Lithium-sulphur batteries can theoretically deliver about three times as much energy as the lithium-ion batteries widely used today. The snag is that current lithium-sulphur prototypes lose capacity significantly after only a few charging cycles. They have thus been unsuited to electric cars up to now, but this could soon change.
Researchers at the PSI laboratory for electrochemistry have gained new insights into the processes responsible by developing a special test method with x-ray light and using it to follow the chemical reactions within the battery. For the first time, they directly showed how the lithium-sulphur links within the battery alter and thereby cause the loss in capacity.
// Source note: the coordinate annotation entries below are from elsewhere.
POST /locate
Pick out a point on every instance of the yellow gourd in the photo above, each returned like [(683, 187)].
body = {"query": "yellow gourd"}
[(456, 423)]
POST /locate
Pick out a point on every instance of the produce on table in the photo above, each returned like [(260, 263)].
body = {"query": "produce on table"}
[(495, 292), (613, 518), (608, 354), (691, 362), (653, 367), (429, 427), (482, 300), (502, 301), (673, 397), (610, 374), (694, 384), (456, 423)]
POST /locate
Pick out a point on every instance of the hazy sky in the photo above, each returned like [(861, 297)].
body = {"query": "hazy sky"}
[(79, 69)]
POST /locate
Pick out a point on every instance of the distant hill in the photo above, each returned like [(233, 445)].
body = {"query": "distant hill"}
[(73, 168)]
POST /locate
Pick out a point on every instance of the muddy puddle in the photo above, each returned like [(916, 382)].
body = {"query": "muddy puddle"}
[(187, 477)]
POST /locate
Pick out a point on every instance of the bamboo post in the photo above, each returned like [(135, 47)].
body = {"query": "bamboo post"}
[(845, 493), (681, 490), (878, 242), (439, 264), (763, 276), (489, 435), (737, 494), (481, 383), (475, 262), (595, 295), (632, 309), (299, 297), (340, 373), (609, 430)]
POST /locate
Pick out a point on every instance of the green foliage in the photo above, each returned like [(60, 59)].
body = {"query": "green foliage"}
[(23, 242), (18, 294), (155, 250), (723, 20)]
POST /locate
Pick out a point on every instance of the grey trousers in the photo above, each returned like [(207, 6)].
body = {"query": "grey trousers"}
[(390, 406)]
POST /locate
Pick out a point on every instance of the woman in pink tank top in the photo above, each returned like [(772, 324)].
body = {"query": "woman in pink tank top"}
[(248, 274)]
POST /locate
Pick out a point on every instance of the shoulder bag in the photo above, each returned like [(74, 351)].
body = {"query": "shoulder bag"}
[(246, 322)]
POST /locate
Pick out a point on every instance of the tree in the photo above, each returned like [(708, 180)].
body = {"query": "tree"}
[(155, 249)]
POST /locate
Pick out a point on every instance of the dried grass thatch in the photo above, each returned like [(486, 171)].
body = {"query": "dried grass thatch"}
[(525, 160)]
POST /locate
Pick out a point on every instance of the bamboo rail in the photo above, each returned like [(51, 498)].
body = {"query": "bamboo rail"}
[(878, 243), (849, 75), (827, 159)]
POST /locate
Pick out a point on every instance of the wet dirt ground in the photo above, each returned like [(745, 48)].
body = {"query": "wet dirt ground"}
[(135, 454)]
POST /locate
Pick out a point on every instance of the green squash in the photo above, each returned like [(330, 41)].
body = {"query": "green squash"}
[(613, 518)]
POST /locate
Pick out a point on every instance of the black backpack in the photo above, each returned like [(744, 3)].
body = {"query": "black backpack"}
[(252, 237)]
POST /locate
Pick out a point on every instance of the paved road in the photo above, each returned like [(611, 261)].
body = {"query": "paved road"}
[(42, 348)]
They also observed for the first time how ordinary quartz powder, the main component of sand and the main ingredient in glass, improves lithium-sulphur batteries: as an additive in the battery liquid, it increases the energy available and then prevents the loss of capacity over time.
The positive effect of quartz became obvious when PSI researchers tested the chemical processes within batteries using a special x-ray method, alongside colleagues from the University of Grenoble Alpes. Usually, liquids cannot be observed with this technique, thus also concealing processes in the electrolyte. X-ray diffraction only succeeds with ordered crystalline structures. The sulphur content of the battery liquid is usually scattered around in a disorganized way. To make the polysulphides visible, however, the researchers dipped glass fibres into the electrolyte. The polysulphides rose to the surface in an organized manner and could thus be made visible by x-rays. The researchers noted that the glass fibres unexpectedly reduced undesirable deposits in the battery. Since glass is principally made of quartz, it was a short step to using quartz powder as a sort of detergent in batteries.